Communication and Support as a Caregiver

From the moment of diagnosis to remission, cancer affects not only the patient, but their entire support system. Friends and family become caregivers, and at times those roles can become overwhelming. This section offers introductory and supplementary resources, links, helpful tools and topics for caregivers supporting a loved one who is battling cancer.

Helpful Tips for Caregivers

Knowing what to say or how to act with a loved one who has breast cancer is challenging – it is normal to feel unsure.
Here are some tips that you may find helpful during your loved one’s cancer journey (via Willow Breast and Hereditary Cancer Support):

  • Be a good listener and let them direct the conversation – let them decide if they want to talk about their cancer.
  • Respect their privacy. Don’t pry for details – let them share as much about their situation as they would like to.
  • Be honest and open in admitting your own feeling and concerns. It’s OK to tell them that you are not sure what to say or do.
  • Assure them that you are there for them and would like to help however you can.
  • Be specific about ways you can help and then follow through with your offer.
  • If treatment is over, that doesn’t necessarily mean that they no longer need your support. Continue to reach out and offer your support.
  • Make them laugh. Without sounding cliché, laughter is sometimes the best medicine.
  • Don`t do it all by yourself. Offering practical and timely help to your loved one is easier when you have some assistance. Anyone who tries to shoulder the burden on their owner is bound to burn out. Maybe the patient has friends, extended family, or neighbours who would be interested in making a helpful contribution during your loved one`s journey.
  • Join an online forum or support group for breast cancer caregivers to learn more helpful tips. Support from others who are on the same journey can be very helpful.

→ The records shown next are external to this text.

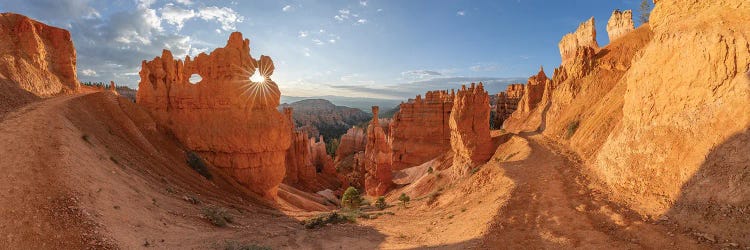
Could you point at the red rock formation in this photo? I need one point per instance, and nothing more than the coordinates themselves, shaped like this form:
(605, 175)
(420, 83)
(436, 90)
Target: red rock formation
(533, 92)
(349, 163)
(38, 58)
(420, 130)
(507, 103)
(113, 88)
(620, 24)
(298, 155)
(583, 37)
(378, 158)
(229, 120)
(470, 128)
(352, 142)
(321, 160)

Tips for Practical Help (via Willow Breast and Hereditary Cancer Support)

Practical help is essential during your loved one’s journey. Taking on tasks will ease the patient’s burden of day-to-day activities. Some specific tasks include:

  • Take your loved one to medical appointments and offer to take notes of what the doctor has to say
  • If the patients is having chemotherapy or radiation, drive and accompany them to a treatment session
  • Pick up their kids from school
  • Look after the kids for an evening or weekend
  • Walk the dog
  • Do laundry
  • Clean the house
  • Get groceries
  • Organize a group of friends to take turns cooking or performing other tasks
  • Bring meals in disposable dishes that do not need to be returned and can be frozen if needed. Ask them what their favorite meals are and if there are any foods that may not be able tolerable during their treatments
  • Bring some feel-good DVDs to watch or books to read

(via Willow Breast and Hereditary Cancer Support)

The best 6 ways to support YOURSELF when a loved one has cancer (via breastcancer.org):

1. Feed your body. Your body is essentially your caregiving machine. It’s important to keep it maintained and efficient by eating nutritional foods regularly, exercising consistently to produce energy and to also lessen the stress of caregiving, and to ensure you’re getting six to eight hours of sleep every night.

2. Feed your mind. Your state of mind is directly related to your energy level and mood. It is important to keep your mind in the present, because thinking about what tomorrow might bring may bring anxiety and depression. Some caregivers find it’s useful to use a journal as a soothing process to empty your mind of stress or to speak to other caregivers who are experiencing the same chaos. There are many online support groups you can use along your journey.

3. Feed your soul. Spiritual substance is often acquired when a caregiver is going through cancer with a loved one. These people are often on a quest to make some sense of this time of their lives, and ultimately the journey of life itself. It is important to pray and meditate – these spiritual tools may rearrange some priorities – but you will also gain some understanding.

4. Preserve your energy. Going through breast cancer with a loved one can be physically and emotionally exhausting, so it’s important to preserve ever bit of energy you have. By feeding your body, mind and soul, you will in turn gain and preserve energy. The patient needs every bit of energy and positivity you have when you are with them.

5. Evaluate your priorities. Unfortunately, you are not superman or superwoman. It is impossible to take care of the patient 100 per cent of the time. Be realistic – patients are capable of comp leting some tasks but set reasonable limits with your loved one. If possible, delegate some responsibilities to other loved ones of your patient. If need be, recruit friends or family to help with some responsibilities. This will help you be the best caregiver you can be.

6. Find your strength. You’re a strong person and you’re a part of your loved one’s journey for a reason. When you’re feeling weak, remember you’re a courageous, capable person.